Prélats du Vatican : des religieuses dénoncent leurs conditions d’esclavage
« Ce qu’il y a de curieux, c’est cette espèce de complot tacite qui a toujours admis que la femme était l’esclave de l’homme… »
Benoîte Groult
Voici déjà quelque temps que les murs du patriarcat se fissurent sur tous les fronts (sexuel, économique, social, professionnel, politique, éducatif, etc.) Ainsi, dans la foulée de #MeToo, et des dénonciations dans le monde du showbiz, de la politique et de l’humanitaire, c’est désormais au tour des religieuses de dénoncer leur exploitation derrière les murs du Vatican. C’est une réalité que nous devrions toujours garder à l’esprit : derrière les beaux principes et les grands discours se cachent souvent d’effroyables réalités. Et les arguments pseudo spirituels ne manquent jamais pour justifier l’injustifiable. C’est ainsi que le service dans l’Église peut devenir servitude. Une fois encore, posons-nous la vraie question : comment est-ce possible ?
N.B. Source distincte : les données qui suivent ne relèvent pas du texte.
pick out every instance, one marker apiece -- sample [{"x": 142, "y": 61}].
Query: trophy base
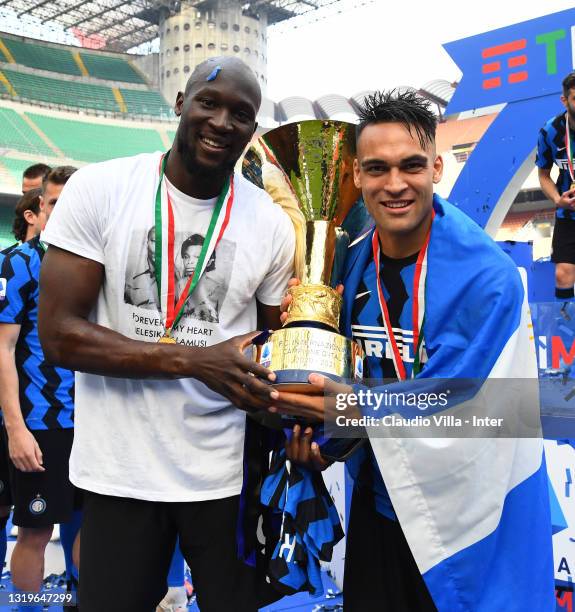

Des religieuses du Vatican dénoncent leur exploitation
Une semaine avant la Journée internationale des droits des femmes, la chose est pour le moins inhabituelle : dans une enquête de la journaliste Marie-Lucile Kubacki, publiée le 1er mars par le supplément mensuel féminin de L’Osservatore Romano, « Femmes, Église, Monde » (« Donne, Chiesa, Mondo ») [1], le « quotidien du Vatican », dirigé par l’éditorialiste Lucetta Scaraffia, met en cause le fonctionnement en cours dans l’Église : on y apprend ainsi que de nombreuses religieuses qui effectuent le ménage ou des tâches subalternes pour le compte de cardinaux, d’évêques et de paroisses locales travaillent dans des conditions proches de l’esclavage. Il est fait état de sexisme, de discriminations et d’abus de pouvoir. Est ainsi dénoncé le « travail (presque) gratuit » de très nombreuses religieuses « en situation de travail domestique peu reconnu », au service « de cardinaux et d’évêques, aux cuisines d’institutions religieuses ou dans des tâches de catéchèse et d’enseignement ». D’autant que certaines de ces femmes dédiées aux travaux domestiques proviennent le plus souvent d’Afrique, d’Asie ou d’Amérique latine et se retrouvent donc en situation de particulière vulnérabilité alors qu’elles pouvaient légitimement espérer un avenir meilleur. Ainsi, selon sœur Marie, d’origine africaine et vivant à Rome depuis plus de vingt ans pour y accueillir les Sœurs provenant du monde entier, ces religieuses peuvent avoir peur de s’exprimer sur leurs conditions de travail, si elles se sentent redevables à leur communauté de son soutien envers elles ou les membres de leur famille restés au pays.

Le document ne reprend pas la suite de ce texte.